Now that reporting season is winding up, it's time to review which ASX shares have the best prospects heading into the next one in August.
Tribeca portfolio manager Jun Bei Liu this week mentioned some of the stocks that she would be happy to buy after their latest results:
Back to the future for dairy producer
China was significantly behind other large economies in loosening its COVID-19 restrictions. Only in December did it back away from a strict zero-COVID policy.
That provided a golden opportunity for some ASX companies, such as A2 Milk Company Ltd (ASX: A2M).
The dairy company's latest report impressed Liu.
"The result was incredible. China delivered over 40% growth," Liu told Switzer TV Investing.
"That reopening thematic in China is really gathering momentum for that business."
One of A2 Milk's biggest sales channels before the pandemic was through what is called the daigou. These are Chinese people based overseas who ship or carry western goods back into China for resale.
That international movement of people came to a halt as the coronavirus restrictions came in. But Liu feels like it's about to explode again.
"[Chinese] students are yet to return to drive that daigou channel, but we know that's coming."
Liu is certain about the influx of students because last month, the Chinese Communist Party issued a directive that online learning from Australian universities would no longer be recognised.
A2 Milk has a "very strong balance sheet", she added.
"It really provides a really good buying opportunity post that result showing the continuation of that earnings recovery."
Biggest market gone, but could return this year
Along similar lines, Liu is a fan of Treasury Wine Estates Ltd (ASX: TWE).
The company was devastated in 2020 when Australia-China diplomatic relations turned combative, and punitive tariffs effectively locked the wine producer out of its biggest market.
Now with a different government in Australia and a more conciliatory Chinese regime, Liu is optimistic about Treasury Wine's fortunes.
"To me, this is a very good buying opportunity."
Unfortunately, the Treasury share price dipped 6.9% in a single day earlier this month. But Liu feels like investors overreacted.
"They grew close to 20% and they guided 17% growth for the next 12 months," she said.
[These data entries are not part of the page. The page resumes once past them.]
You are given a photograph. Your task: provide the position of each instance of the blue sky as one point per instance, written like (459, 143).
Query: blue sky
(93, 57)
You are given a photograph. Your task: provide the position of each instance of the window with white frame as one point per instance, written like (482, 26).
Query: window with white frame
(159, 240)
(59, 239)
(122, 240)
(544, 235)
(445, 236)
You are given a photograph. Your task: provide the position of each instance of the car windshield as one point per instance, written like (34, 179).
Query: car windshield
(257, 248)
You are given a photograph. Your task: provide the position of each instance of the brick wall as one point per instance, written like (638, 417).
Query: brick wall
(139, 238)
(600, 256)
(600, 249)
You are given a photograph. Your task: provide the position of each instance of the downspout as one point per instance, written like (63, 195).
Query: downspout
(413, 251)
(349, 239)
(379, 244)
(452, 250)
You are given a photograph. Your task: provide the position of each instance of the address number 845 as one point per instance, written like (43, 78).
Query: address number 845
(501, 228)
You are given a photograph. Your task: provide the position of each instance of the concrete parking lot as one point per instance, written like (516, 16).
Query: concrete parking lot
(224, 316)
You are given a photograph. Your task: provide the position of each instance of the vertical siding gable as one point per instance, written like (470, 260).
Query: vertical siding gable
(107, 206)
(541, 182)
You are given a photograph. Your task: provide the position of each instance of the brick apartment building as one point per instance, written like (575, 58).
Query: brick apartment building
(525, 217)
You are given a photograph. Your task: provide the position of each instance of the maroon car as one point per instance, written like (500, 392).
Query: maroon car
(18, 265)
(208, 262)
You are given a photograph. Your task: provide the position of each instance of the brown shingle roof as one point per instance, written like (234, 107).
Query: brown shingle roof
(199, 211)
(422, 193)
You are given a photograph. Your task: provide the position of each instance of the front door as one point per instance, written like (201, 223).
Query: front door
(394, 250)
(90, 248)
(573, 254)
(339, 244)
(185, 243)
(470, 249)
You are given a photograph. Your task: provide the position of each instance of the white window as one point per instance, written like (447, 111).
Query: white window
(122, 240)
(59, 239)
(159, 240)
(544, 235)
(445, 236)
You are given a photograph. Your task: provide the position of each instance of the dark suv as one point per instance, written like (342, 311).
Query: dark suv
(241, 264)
"The market was disappointed because it wasn't 20%… It was quite unfair to be punished with earnings expectations despite the slowdown around the world."
Energy crisis could be exacerbated with China's reopening
China's economy ramping up this year will mean demand for energy may shoot up.
The energy sector has generally enjoyed a surge in valuations due to a global shortage of oil and gas over the past year.
But one exception seems to be Santos Ltd (ASX: STO), which is trading now 2.7% lower than it did a year ago.
Liu reckons it could be a value buy at the moment, as the company's current valuation implies the oil price being 10% cheaper than it is now.
"It does give you quite a bit of upside," she said.
"With the China reopening gathering momentum in the next few months, oil is pretty well positioned."